I was reading Munkres' Topology book and I came across this Shrinking Lemma: If {$U_1, ..., U_n$} is an open cover of a normal space $X$, then there is an open cover {$V_1, ..., V_n$} such that the closure $\overline{V_i} \subset U_i$ for each $i = 1,...,n$. The proof goes like this:
$A = X - (U_2\cup ...\cup U_n)$ is closed and since {$U_i$} covers $X$, $A \subset U_1$. Since $X$ is normal, there is an open set $V_1$ such that $A \subset V_1$ and $\overline{V_1} \subset U_1$. The collection {$V_1, U_2, ..., U_n$} covers X. In general, given open sets $V_1, ..., V_{k-1}$ such that {$V_1, ...,V_{k-1}, U_k, U_{k+1},...,U_n$} covers $X$, let $A = X - (V_1\cup ...\cup V_{k-1}) - (U_{k+1}\cup ...\cup U_n)$. $A$ is closed so there exists an open set $V_k$ such that $A \subset V_k$ and $\overline{V_k} \subset U_k$. {$V_1, ...,V_k, U_{k+1},...,U_n$} is an open cover of $X$. At the $n$th step of the induction, our result is proved.

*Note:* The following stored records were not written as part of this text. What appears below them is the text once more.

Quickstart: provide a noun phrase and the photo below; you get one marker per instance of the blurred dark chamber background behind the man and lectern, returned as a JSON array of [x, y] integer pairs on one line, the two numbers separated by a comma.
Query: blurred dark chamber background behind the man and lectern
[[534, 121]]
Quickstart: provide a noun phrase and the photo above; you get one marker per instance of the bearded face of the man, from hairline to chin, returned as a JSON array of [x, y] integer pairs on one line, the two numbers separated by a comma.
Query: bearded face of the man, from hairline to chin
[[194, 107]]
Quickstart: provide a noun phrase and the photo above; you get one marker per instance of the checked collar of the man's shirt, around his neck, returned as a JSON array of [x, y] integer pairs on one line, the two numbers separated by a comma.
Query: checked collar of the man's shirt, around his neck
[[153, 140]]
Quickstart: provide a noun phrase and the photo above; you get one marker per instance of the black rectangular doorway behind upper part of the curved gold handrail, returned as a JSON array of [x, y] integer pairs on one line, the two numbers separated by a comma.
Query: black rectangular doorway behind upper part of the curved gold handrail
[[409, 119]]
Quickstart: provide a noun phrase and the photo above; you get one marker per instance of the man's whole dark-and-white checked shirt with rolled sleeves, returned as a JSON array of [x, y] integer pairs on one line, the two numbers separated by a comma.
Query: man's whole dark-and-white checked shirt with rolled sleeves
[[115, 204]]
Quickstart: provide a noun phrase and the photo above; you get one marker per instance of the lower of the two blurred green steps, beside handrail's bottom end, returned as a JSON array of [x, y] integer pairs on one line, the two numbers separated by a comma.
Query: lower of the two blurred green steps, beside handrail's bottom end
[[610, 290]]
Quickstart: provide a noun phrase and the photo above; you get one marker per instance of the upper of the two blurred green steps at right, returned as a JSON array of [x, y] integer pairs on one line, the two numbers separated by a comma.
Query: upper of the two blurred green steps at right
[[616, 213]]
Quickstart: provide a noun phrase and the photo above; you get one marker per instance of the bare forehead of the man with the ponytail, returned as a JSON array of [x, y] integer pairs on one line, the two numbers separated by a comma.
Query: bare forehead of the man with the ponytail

This obviously generalizes to a countably infinite open cover. What about an uncountable open cover (of nonempty sets)? Does the proof below work?
Suppose $X$ is a normal space and {$U_\alpha$}$_{\alpha \in J}$ is an open cover of $X$ where $J$ is an uncountable index set and each $U_\alpha$ is nonempty. There is an order relation on $J$ that is a well-ordering by the well-ordering theorem. Let $\alpha_0$ be the smallest element of $J$. The set $A = X - \bigcup\limits_{\alpha \in J - \{\alpha_0\}} U_\alpha$ is closed and is a subset of $U_{\alpha_0}$ so there is an open set $V_{\alpha_0}$ such that $A \subset V_{\alpha_0} \subset \overline{V_{\alpha_0}} \subset U_{\alpha_0}$. Then {$U_\alpha\space\vert\space\alpha \in J - \{\alpha_0\}$}$\cup${$V_{\alpha_0}$} is an open cover of $X$. Let $\mathcal{C}$ = {open sets $V\space\vert\space\overline{V} \subset U_\alpha$ for some $\alpha \in J$} and $\mathcal{F}$ be the set of functions mapping a section of $J$ into $\mathcal{C}$. For all $\alpha \in J$, let $B_\alpha = \{V \in \mathcal{C}\space\vert\space \overline{V} \subset U_\alpha$ and $X - \bigcup\limits_{\lambda < \alpha}f(\lambda) - \bigcup\limits_{\lambda > \alpha}U_\lambda \subset V$ for some $f \in \mathcal{F}$ with domain $S_\alpha$}. If it's unclear, a section of $J$ is just $S_\alpha =$ {$\lambda \in J\space \vert\space \lambda < \alpha$} for some $\alpha \in J$. Let $\mathcal{B}$ = {$B_\alpha\space\vert\space\alpha \in J$}. By the axiom of choice, there is a choice function $c : \mathcal{B} \longrightarrow \bigcup\limits_{B \in \mathcal{B}}B = \mathcal{C}$ such that $c(B) \in B\space\forall\space B \in \mathcal{B}$. Define $\rho : \mathcal{F} \longrightarrow \mathcal{C}$ by $\rho(f) = c(B_\alpha)$ where $S_\alpha$ is the domain of $f$. Then by the general principle of recursive definition, there is a unique function $h : J \longrightarrow\mathcal{C}$ such that $h(\alpha) = \rho(h\vert S_\alpha)$. So for each $\alpha \in J$, we have an open set $V_\alpha = h(\alpha) = \rho(h\vert S_\alpha) = c(B_\alpha)$ such that $\overline{V_\alpha} \subset U_\alpha$ and $X - \bigcup\limits_{\lambda < \alpha}h(\lambda) - \bigcup\limits_{\lambda > \alpha}U_\lambda \subset V_\alpha$. The set {$V_\alpha$} is an open cover of $X$.